# Assignment 4 - Part2

In this assignment you will train a semantic segmentation module, and then come up with your own segmentation model.

You can refer to https://github.com/CSAILVision/semantic-segmentation-pytorch for more codes.


# Setup Code

First, download the miniplaces images folder (which we did for last assignment). Zip it, upload it to the assignment folder, and unzip it below.
(The unzipping process will take about 5 minutes.)

In [None]:
%load_ext autoreload
%autoreload 2

In [None]:
from google.colab import drive
drive.mount('/content/drive', force_remount=True)

In [None]:
import os

# TODO: Fill in the Google Drive path where you uploaded the assignment
# Example: If you create a 188 folder and put all the files under Assignment1 folder, then '188/Assignment1'
# GOOGLE_DRIVE_PATH_AFTER_MYDRIVE = '188/Assignment1'
GOOGLE_DRIVE_PATH_AFTER_MYDRIVE = '188/Assignment4'
GOOGLE_DRIVE_PATH = os.path.join('drive', 'My Drive', GOOGLE_DRIVE_PATH_AFTER_MYDRIVE)
print(os.listdir(GOOGLE_DRIVE_PATH))

In [None]:
import sys
sys.path.append(GOOGLE_DRIVE_PATH)

Now we are going to untar the actions folder. Don't worry! This time the file is much smaller.

In [None]:
!tar -xvf "/content/drive/My Drive/188/Assignment4/annotations.tar.xz" -C "/content/drive/My Drive/188/Assignment4/"

In [None]:
!tar -xvf "/content/drive/My Drive/188/Assignment4/images.tar.xz" -C "/content/drive/My Drive/188/Assignment4/"

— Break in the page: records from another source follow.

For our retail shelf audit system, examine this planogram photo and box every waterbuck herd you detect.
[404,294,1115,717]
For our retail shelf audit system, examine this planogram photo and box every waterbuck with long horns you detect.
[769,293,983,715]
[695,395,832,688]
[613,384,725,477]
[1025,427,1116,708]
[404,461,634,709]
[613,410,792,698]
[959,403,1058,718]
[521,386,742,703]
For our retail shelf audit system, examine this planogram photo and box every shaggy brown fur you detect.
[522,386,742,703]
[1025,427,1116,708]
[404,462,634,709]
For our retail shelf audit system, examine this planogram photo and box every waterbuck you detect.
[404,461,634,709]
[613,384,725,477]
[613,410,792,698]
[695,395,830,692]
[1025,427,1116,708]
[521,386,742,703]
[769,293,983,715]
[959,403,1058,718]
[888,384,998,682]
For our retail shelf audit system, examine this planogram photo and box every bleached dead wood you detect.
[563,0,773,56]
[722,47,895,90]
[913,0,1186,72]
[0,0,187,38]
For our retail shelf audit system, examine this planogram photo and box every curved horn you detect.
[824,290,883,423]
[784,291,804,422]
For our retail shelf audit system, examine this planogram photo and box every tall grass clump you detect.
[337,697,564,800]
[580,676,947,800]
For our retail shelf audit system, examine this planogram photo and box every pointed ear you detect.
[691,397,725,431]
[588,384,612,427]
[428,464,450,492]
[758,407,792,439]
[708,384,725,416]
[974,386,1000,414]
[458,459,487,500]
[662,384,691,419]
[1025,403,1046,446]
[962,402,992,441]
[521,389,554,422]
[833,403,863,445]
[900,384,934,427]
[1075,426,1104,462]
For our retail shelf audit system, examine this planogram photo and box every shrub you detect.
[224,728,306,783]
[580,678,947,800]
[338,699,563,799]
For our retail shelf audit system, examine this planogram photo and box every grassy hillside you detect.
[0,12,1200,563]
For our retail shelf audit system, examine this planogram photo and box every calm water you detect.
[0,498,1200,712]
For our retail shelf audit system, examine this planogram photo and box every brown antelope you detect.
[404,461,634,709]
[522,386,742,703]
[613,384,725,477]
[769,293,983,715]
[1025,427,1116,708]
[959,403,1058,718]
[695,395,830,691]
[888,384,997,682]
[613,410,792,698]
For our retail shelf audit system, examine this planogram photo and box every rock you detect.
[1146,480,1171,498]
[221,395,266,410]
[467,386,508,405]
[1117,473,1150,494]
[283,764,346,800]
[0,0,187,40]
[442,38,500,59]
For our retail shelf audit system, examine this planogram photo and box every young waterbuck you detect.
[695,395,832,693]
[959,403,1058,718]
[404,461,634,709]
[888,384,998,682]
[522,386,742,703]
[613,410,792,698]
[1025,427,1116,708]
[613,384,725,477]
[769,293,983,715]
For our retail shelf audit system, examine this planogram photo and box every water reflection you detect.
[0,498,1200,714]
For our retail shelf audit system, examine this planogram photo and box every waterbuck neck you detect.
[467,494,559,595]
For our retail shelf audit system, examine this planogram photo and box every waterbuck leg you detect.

### Train ResNet + UPerNet
First fill the codes in model.py and train the semantic segmentation module

In [None]:
import os
import time
import random

from model import *
from dataset import *
from train import *
import torch
import torch.nn as nn
from tqdm import tqdm

In [None]:
net_encoder = Resnet().cuda()
net_decoder = UPerNet().cuda()

crit = nn.NLLLoss(ignore_index=-1)

dataset_train = ADEDataset(GOOGLE_DRIVE_PATH, 'training')
dataset_val = ADEDataset(GOOGLE_DRIVE_PATH, 'validation')

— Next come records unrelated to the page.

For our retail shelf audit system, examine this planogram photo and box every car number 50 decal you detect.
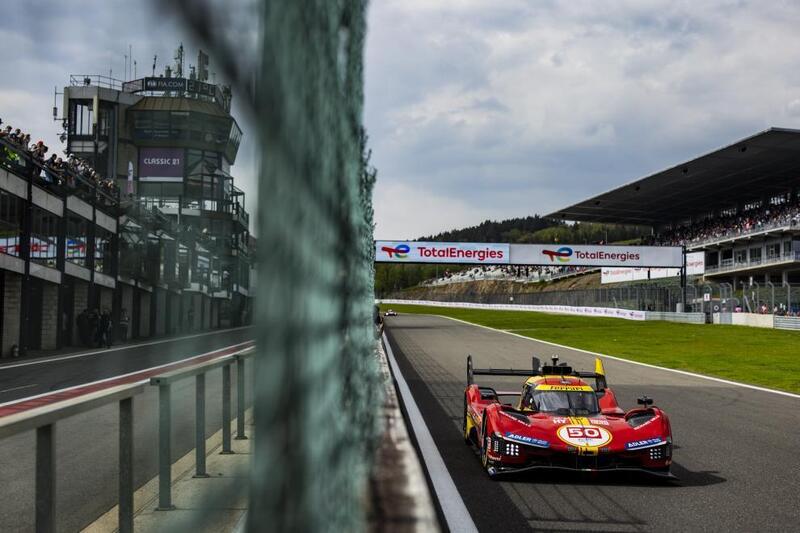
[558,425,611,446]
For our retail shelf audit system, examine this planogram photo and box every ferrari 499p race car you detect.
[463,356,673,477]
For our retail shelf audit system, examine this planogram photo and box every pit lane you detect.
[386,315,800,531]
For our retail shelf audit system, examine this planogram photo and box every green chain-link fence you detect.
[167,0,380,531]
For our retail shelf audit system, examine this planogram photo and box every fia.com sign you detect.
[375,241,683,268]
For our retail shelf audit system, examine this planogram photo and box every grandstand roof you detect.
[547,128,800,226]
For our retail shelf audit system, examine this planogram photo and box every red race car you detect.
[463,356,674,478]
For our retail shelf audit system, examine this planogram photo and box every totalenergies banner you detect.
[375,241,683,268]
[511,244,683,268]
[375,241,509,265]
[600,252,706,283]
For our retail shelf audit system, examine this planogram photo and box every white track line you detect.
[430,314,800,399]
[383,333,478,533]
[0,341,253,407]
[0,326,251,371]
[0,383,39,394]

train_dataloader = torch.utils.data.DataLoader(
    dataset_train,
    batch_size=8,
    shuffle=True,
    num_workers=2)

val_dataloader = torch.utils.data.DataLoader(
    dataset_val,
    batch_size=8,
    shuffle=True,
    num_workers=2)

optimizer_encoder = torch.optim.SGD(
    group_weight(net_encoder),
    lr=0.02,
    momentum=0.9,
    weight_decay=1e-4)

optimizer_decoder = torch.optim.SGD(
    group_weight(net_decoder),
    lr=0.02,
    momentum=0.9,
    weight_decay=1e-4)

for epoch in range(10): #choose smaller number if you are out of GPU
    loss, acc = train_seg(train_dataloader, crit, net_encoder, net_decoder, optimizer_encoder, optimizer_decoder)

    print ("Epoch %d, trainnig acc %f, training loss %f"%(epoch, acc, loss))

    val_loss, val_acc = val_seg(val_dataloader, crit, net_encoder, net_decoder)
    print ("Epoch %d, validation acc %f, validation loss %f"%(epoch, val_acc, val_loss))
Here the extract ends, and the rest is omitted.